上 下
166 / 220

165

しおりを挟む
(こいつら、ここを試合会場かどっかと勘違いしてないか? 人が集まってくるぞ)

 だがそうなれば沖長たちにとっても有利になる。さすがに多くの人の目が集まれば、彼女たちも矛を収めるしかないだろうから。

「ね、ねえ札月くん、今の内に逃げた方が良くない?」

 水月が耳打ちしてくる。確かにその通りなのだが、それは難しいと言わざるを得ない。
 何せ驚くことに、あの白銀髪の少女だが、パーカーの少女と戦いながらも、意識をこちらに向けているのだ。つまり逃がしてはくれそうにない。

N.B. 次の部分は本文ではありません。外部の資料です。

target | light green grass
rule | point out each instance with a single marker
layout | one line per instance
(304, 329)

「下手に動いたら巻き込まれそうだし、少し様子を見るしかないかも」
「そ、そんなぁ……」

 気落ちする水月を見て肩を竦めてしまう。
 相手は絶大な力を持つ勇者だ。先ほどの動きを見るに、全力で逃げたとしても追いつかれるだろう。沖長一人ならまだやり様はあるが、水月を連れたままではそれも難しい。

(あの二人の戦いがもっと激しくなれば逃げる隙もできるだろうけど……)

 今も二人は衝突している。とはいっても専らパーカーの少女が繰り出す攻撃を、白銀髪の少女が防ぐといった形だ。

「ちっ、これじゃ埒が明かねえ。しょうがねえなぁ……」

 その時、パーカーの少女の雰囲気が一変する。

(お、おいまさか……!?)

 嫌な予感がした直後、それを証明するかのような一言が耳朶を打つ。

「――ブレイヴクロス!」

 まさかまさかのパーカーの少女までもが勇者だった件。
 噴出するブレイヴオーラ。それが一瞬にして鎧と化してパーカーの少女を包む。
 それは燃え上がるような真紅に彩られた鎧。ヘッドギアには鬣を模したような造形が施されていて、臀部近くからは尾のような細長いものが生えている。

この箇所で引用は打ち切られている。